Real estate experts said the shuttered schools could have a variety of uses on the commercial real estate market, or the buildings could be converted to residences. The buildings could transform into anything, including high-end condos, retirement homes, offices and more. Some of the buildings could be razed, as well, with the land used for a new building.
Some of the buildings have already drawn interest from developers. One of the interested parties is a developer who already has repurposed two closed campuses in Philadelphia into apartments.
The schools represent a mixed bag of size and age, with some of them more than 100 years old.
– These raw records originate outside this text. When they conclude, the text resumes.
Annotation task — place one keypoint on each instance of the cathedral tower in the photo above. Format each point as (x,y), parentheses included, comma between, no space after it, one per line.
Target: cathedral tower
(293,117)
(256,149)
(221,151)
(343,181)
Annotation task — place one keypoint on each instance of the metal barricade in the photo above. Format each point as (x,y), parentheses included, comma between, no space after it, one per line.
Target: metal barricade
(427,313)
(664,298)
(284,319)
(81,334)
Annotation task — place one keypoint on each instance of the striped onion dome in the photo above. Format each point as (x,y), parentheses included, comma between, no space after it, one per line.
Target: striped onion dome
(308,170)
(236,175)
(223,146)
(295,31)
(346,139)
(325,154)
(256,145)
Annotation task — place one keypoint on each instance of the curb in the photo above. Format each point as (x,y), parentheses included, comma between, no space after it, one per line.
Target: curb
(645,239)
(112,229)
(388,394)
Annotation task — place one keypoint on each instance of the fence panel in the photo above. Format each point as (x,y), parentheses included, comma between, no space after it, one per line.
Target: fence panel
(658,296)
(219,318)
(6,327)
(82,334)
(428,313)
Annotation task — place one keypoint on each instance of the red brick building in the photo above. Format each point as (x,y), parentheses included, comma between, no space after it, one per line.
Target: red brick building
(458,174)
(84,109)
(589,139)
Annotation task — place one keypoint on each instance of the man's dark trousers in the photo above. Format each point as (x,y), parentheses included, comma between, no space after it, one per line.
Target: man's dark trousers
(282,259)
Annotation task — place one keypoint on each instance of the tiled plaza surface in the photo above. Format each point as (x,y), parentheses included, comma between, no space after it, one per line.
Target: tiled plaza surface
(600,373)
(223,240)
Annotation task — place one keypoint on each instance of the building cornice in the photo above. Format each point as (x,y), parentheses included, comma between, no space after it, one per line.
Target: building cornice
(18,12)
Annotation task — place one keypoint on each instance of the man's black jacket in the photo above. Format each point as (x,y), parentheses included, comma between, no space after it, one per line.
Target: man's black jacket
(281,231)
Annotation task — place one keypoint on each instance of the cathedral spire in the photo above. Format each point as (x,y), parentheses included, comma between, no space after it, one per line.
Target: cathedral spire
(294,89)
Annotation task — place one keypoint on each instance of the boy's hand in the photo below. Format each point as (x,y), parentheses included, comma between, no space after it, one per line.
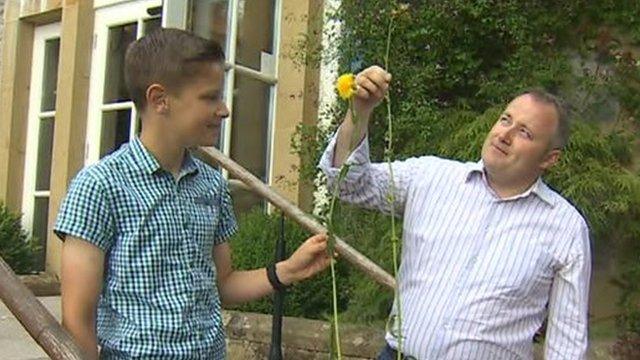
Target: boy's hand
(309,259)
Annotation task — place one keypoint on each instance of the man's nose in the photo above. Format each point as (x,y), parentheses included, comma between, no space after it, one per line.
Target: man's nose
(506,135)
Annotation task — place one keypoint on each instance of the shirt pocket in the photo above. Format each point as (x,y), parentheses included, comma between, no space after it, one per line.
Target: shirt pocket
(204,210)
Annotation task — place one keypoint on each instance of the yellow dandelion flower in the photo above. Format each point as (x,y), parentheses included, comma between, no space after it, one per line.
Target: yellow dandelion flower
(346,86)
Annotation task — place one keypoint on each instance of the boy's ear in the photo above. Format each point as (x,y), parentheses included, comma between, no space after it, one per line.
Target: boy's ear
(157,98)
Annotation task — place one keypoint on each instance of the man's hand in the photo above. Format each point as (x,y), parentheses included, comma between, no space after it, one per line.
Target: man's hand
(309,259)
(373,84)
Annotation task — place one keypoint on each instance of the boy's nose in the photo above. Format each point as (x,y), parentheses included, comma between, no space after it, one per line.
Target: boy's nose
(222,111)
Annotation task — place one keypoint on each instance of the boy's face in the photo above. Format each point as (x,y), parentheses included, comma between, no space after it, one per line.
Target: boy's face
(198,109)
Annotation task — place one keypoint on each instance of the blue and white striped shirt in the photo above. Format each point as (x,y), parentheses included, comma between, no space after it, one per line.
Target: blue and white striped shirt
(477,271)
(159,297)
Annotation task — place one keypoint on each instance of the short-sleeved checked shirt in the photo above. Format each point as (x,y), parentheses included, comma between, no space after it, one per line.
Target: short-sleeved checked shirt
(159,296)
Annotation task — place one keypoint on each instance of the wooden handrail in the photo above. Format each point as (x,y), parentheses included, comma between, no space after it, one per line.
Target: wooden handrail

While developers might be salivating over some of the parcels, the Archdiocese of Philadelphia isn’t quite ready to start selling off its holdings, according to a spokeswoman.
That will give developers time to figure out how to repurpose the buildings and think of uses for specialized rooms in the schools, such as gyms or cafeterias. For some properties, it might take some time for just the right buyer to emerge.
The closure of the parochial schools could put just the first batch of school sites up for sale. The School District of Philadelphia said recently that it could also close school sites, beginning with nine in two years.